Projects that are on production with indicated max flow rates
1 AOR-E delta, 110,000 bpd new production capacity came on July 06
7 Erha, 150,000 bpd, March 06
9 In Amenas, 50,000 bpd, May 06
13 Azeri-Chirag, 300,000 bpd, June 06
14 Albacore Leste, 180,000 bpd, June 06
16 Benguela Belize, 110,000 bpd, July 06
19 Chinguetti, 75,000 bpd, Feb 06
21 Enfield, 100,000 bpd, July 06
23 Golfinho, 100,000 bpd, June 06
26 Syncrude ph3, 100,000 bpd, May 06
29 Upper Salym, 60,000 bpd, June 06
30 Yoho, 160,000 bpd, Feb 06*

12 projects: 1,485,000 bpd new capacity already introduced
* not on the "Megaprojects" list.

Projects not on production yet but with reported probability that production will start 2006
15 Atlantis, 150,000 bpd, end 06
17 Buzzard, 100,000 bpd, late 06
20 Dalia, 240,000 bpd, no recent news
22 Foster Creek, 115,000 bpd, SAGD tar sand
24 Jubarte, 60,000 bpd, 2H 06
25 Surmont, 100,000 bpd, SAGD tar sand
28 Thunderhorse, 250,000 bpd, ¾ 06

7 projects: 1,015,000 bpd new capacity going to come on

Projects with uncertain status
2 Asab upgrading, 100,000 bpd
3 Bu Hasa, 180,000 bpd
4 Darquain, 105,000 bpd
5 Dolphin, 100,000 bpd
6 EA, 50,000 bpd
8 Ghawar Haradh, 300,000 bpd
10 NEB, 100,000 bpd
11 South Pars 6 & 8, 120,000 bpd
12 South Pars 9 & 10, 250,000 bpd
27 Tengiz, 150,000 bpd

10 projects: 1,455,000 bpd that may or may not be already on production

Note that Cachalote in Brazil is on the Megaprojects list but I can find no reference to it being an actual project for 2006. This is replaced by a large Nigerian Field, Yoho, that is not on the Megaprojects list but which came on in February this year.

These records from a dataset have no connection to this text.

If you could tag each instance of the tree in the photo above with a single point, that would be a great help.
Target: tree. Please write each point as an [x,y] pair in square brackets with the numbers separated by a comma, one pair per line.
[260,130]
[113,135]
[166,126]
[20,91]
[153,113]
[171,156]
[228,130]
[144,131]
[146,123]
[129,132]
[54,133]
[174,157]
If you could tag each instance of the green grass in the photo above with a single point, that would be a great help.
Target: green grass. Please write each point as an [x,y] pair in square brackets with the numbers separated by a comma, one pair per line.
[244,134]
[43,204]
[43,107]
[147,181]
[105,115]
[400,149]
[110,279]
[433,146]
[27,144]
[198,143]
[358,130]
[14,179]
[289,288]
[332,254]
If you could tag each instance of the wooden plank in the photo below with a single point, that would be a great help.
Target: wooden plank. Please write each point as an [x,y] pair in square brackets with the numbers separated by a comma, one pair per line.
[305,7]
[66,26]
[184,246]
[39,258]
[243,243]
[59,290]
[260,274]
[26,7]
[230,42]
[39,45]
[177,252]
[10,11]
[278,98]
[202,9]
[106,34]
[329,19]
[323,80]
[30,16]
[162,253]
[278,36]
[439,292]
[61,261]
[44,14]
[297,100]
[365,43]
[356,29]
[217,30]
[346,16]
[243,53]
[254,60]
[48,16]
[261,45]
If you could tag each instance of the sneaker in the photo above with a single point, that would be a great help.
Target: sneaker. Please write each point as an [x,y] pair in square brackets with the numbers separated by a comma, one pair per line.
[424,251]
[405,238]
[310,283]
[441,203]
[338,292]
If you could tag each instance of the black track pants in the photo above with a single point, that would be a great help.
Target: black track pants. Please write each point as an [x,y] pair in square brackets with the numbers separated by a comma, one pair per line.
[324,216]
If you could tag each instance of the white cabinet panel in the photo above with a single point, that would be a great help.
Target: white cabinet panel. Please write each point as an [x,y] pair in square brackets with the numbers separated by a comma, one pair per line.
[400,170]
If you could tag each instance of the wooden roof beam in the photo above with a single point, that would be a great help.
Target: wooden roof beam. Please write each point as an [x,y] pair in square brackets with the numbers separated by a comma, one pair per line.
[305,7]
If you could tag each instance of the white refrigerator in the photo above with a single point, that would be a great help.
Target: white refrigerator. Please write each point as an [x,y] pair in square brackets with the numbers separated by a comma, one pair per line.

Looking at the fields with confident reported data, 12 are on production representing 1,485,000 bpd new production capacity whilst 7 fields are still expected on stream by the end of the year representing 1,015,000 bpd new production capacity. This is split exactly 7:5 indicating that new production has come on stream proportionally throughout the year and is neither biased towards the beginning or the end. It therefore seems reasonable to assume that 2006 production from the 10 projects with no data may be distributed similarly (although some of those such as South Pars 6&8 have been delayed to next year).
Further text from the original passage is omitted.